ZURICH (dpa-AFX) - Shares of Credit Suisse Group AG (CS) were losing in Swiss trading as well as in pre-market activity on the NYSE after the banking major Wednesday said it expects to report a loss in its first quarter with increased legal provisions and reserves.
In the sequential fourth quarter, the company had recorded a sharply wider net loss with charges and weak revenues, mainly in the Investment Bank.
In its statement, the Swiss lender said its first-quarter earnings will be negatively impacted by a decision to increase litigation provisions relating to developments in a number of previously disclosed legal matters, all of which originated more than a decade ago, by around 600 million Swiss Francs. This will result in total litigation provisions for the quarter of around 700 million francs.
Further, with regard to the bank's exposure to the impact of Russia's invasion of Ukraine, results will be adversely affected by an aggregate of around 200 million francs of negative revenues and provisions for credit losses.
As announced earlier, first-quarter results will also include around 350 million francs of losses relating to the decrease in the value of its 8.6% holding in the publicly listed Allfunds Group.

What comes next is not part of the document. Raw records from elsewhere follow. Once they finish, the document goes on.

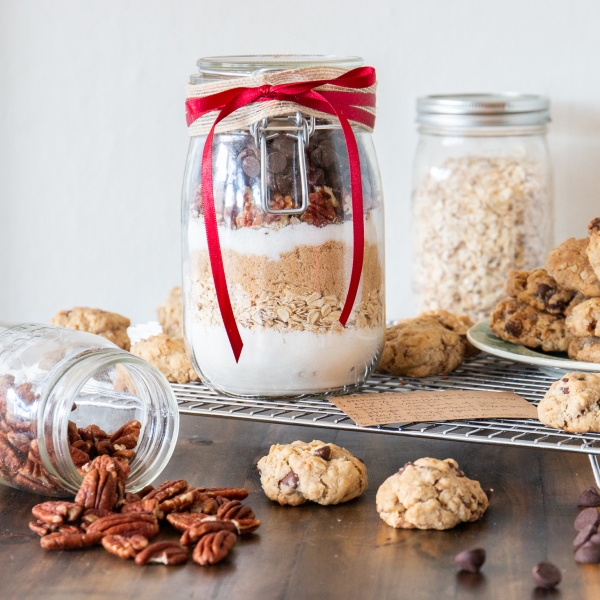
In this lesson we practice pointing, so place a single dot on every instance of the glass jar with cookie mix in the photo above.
(482, 198)
(283, 259)
(68, 397)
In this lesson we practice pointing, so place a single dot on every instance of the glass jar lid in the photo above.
(219, 67)
(508, 109)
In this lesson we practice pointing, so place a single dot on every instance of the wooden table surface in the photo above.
(342, 551)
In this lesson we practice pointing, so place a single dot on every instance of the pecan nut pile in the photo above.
(20, 461)
(210, 519)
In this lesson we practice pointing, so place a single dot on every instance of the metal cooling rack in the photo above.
(483, 372)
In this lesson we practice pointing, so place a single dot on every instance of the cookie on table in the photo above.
(520, 323)
(430, 494)
(593, 249)
(584, 320)
(110, 326)
(429, 344)
(168, 355)
(570, 266)
(573, 404)
(585, 349)
(295, 473)
(538, 289)
(170, 313)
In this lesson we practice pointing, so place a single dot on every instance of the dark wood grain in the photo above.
(342, 551)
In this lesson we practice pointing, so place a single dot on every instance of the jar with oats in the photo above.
(281, 186)
(482, 197)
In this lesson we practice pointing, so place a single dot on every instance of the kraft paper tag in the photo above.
(451, 405)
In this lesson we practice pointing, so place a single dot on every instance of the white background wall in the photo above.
(93, 138)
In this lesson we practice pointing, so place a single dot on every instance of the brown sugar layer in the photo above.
(304, 290)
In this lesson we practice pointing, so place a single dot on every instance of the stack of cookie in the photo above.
(556, 308)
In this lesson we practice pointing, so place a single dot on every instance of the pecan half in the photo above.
(229, 493)
(42, 528)
(124, 547)
(182, 521)
(57, 512)
(213, 547)
(234, 509)
(167, 490)
(204, 504)
(166, 553)
(144, 506)
(196, 532)
(73, 541)
(180, 502)
(127, 525)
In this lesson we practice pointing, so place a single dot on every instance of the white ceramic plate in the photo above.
(555, 363)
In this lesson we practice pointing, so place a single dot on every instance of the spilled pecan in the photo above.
(213, 547)
(72, 541)
(180, 502)
(124, 547)
(196, 532)
(57, 512)
(42, 528)
(167, 490)
(229, 493)
(166, 553)
(127, 525)
(144, 506)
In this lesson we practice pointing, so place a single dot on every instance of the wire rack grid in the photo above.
(483, 372)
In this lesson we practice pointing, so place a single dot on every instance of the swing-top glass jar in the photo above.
(482, 197)
(63, 394)
(284, 212)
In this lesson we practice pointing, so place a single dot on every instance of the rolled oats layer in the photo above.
(478, 218)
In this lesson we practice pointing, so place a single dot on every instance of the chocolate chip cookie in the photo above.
(430, 494)
(323, 473)
(170, 314)
(538, 289)
(584, 320)
(593, 250)
(110, 326)
(429, 344)
(573, 404)
(585, 349)
(522, 324)
(168, 355)
(570, 266)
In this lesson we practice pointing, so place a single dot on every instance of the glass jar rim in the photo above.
(505, 109)
(250, 64)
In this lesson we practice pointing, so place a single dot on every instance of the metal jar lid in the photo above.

Its underlying results have been adversely impacted by a reduction in capital market issuances and by lower business activity.

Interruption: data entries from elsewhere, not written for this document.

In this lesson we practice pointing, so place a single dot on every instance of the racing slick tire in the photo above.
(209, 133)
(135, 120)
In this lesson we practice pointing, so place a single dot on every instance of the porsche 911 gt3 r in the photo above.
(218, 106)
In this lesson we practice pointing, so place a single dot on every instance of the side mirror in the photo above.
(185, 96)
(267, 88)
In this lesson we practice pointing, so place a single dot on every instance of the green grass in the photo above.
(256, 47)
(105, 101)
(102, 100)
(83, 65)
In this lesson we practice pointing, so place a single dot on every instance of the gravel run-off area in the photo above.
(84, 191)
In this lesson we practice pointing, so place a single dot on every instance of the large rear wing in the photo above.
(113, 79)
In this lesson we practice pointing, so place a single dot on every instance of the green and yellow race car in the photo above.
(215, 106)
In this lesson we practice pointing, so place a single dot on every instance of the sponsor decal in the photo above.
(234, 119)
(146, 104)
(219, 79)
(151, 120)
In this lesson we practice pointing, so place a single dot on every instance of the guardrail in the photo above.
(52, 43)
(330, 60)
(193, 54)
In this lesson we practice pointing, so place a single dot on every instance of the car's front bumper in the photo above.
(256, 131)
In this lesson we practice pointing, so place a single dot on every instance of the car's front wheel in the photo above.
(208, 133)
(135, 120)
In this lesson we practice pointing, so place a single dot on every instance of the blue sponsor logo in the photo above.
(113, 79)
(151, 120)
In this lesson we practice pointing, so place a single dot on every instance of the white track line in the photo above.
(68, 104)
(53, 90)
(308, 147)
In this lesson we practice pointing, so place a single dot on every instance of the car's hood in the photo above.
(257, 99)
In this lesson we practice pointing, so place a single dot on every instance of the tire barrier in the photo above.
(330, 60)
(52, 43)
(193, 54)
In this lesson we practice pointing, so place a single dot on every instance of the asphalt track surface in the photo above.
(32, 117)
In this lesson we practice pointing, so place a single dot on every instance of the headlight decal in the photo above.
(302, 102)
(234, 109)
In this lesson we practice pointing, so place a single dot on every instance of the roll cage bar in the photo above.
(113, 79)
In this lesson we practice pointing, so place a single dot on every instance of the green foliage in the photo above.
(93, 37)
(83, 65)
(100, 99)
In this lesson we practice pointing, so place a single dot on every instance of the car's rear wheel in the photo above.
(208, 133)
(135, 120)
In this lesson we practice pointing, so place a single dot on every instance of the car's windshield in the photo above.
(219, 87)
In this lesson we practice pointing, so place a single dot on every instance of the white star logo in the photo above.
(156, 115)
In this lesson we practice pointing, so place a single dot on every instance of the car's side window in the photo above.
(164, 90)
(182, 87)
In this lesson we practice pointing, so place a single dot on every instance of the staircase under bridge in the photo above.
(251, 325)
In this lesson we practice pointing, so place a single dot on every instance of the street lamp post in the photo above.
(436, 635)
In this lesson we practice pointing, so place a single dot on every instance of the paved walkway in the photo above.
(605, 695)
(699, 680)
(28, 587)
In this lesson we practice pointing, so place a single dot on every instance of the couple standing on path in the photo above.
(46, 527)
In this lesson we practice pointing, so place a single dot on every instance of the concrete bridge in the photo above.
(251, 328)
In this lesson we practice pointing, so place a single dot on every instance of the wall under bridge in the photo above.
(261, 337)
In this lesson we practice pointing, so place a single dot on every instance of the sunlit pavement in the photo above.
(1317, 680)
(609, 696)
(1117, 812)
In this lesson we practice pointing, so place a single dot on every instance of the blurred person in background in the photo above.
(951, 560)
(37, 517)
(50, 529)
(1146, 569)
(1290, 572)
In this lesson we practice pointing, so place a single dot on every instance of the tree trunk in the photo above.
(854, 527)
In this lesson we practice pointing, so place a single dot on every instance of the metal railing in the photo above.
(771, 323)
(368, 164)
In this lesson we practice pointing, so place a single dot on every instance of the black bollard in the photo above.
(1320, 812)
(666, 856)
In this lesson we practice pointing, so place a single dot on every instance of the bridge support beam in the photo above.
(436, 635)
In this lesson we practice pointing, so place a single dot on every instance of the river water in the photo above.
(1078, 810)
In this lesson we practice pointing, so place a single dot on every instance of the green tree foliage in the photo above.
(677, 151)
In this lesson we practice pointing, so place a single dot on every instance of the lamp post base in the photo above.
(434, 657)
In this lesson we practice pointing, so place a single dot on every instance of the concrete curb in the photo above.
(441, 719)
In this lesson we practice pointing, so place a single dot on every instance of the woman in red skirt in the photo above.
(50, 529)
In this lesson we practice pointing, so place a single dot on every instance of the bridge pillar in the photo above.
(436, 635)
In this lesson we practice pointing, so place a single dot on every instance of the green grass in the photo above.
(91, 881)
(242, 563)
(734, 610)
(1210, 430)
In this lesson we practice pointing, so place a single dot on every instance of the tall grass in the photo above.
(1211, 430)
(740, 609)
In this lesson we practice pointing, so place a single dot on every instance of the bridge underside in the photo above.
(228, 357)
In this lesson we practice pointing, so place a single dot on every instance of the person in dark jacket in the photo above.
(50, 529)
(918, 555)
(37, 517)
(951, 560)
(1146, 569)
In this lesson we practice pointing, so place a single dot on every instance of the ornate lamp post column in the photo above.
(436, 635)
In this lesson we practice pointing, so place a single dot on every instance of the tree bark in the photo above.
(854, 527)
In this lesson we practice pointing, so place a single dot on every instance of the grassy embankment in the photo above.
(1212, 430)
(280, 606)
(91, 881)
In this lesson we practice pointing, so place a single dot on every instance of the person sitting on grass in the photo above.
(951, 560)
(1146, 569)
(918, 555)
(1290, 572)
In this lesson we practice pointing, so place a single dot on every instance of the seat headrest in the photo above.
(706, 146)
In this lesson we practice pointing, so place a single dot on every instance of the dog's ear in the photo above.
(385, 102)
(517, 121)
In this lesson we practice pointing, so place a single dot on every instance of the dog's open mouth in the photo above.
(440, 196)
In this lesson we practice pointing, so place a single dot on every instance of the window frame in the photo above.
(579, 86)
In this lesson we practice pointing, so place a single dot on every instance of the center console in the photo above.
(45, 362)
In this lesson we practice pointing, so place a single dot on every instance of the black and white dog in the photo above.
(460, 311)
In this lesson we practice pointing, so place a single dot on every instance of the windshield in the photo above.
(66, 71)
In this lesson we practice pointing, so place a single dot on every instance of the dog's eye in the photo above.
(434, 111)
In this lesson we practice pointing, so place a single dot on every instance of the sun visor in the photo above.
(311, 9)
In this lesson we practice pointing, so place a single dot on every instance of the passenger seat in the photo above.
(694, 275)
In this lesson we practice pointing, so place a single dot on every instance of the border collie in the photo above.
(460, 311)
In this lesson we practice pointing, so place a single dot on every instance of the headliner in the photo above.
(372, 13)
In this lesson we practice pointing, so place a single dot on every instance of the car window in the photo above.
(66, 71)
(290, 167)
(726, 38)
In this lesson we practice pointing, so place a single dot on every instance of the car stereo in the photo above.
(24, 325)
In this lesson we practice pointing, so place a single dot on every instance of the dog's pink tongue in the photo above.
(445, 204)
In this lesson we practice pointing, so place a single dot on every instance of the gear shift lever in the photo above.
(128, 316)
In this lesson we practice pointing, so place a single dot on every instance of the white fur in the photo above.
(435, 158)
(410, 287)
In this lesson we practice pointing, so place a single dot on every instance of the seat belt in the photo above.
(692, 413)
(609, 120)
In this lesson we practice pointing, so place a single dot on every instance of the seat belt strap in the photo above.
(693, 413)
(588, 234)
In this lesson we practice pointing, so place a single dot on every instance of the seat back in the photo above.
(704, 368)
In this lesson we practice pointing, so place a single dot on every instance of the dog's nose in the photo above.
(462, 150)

However, these losses will be partially offset by a recovery in provisions of approximately 170 million francs in respect of claims against Archegos and by real estate gains of approximately 160 million francs.
The company plans to announce its first-quarter earnings on April 27.
In Switzerland, Credit Suisse shares were trading at 7.18 francs, down 1.4 percent.
In pre-market activity on the NYSE, the shares were losing around 2 percent to trade at $7.57.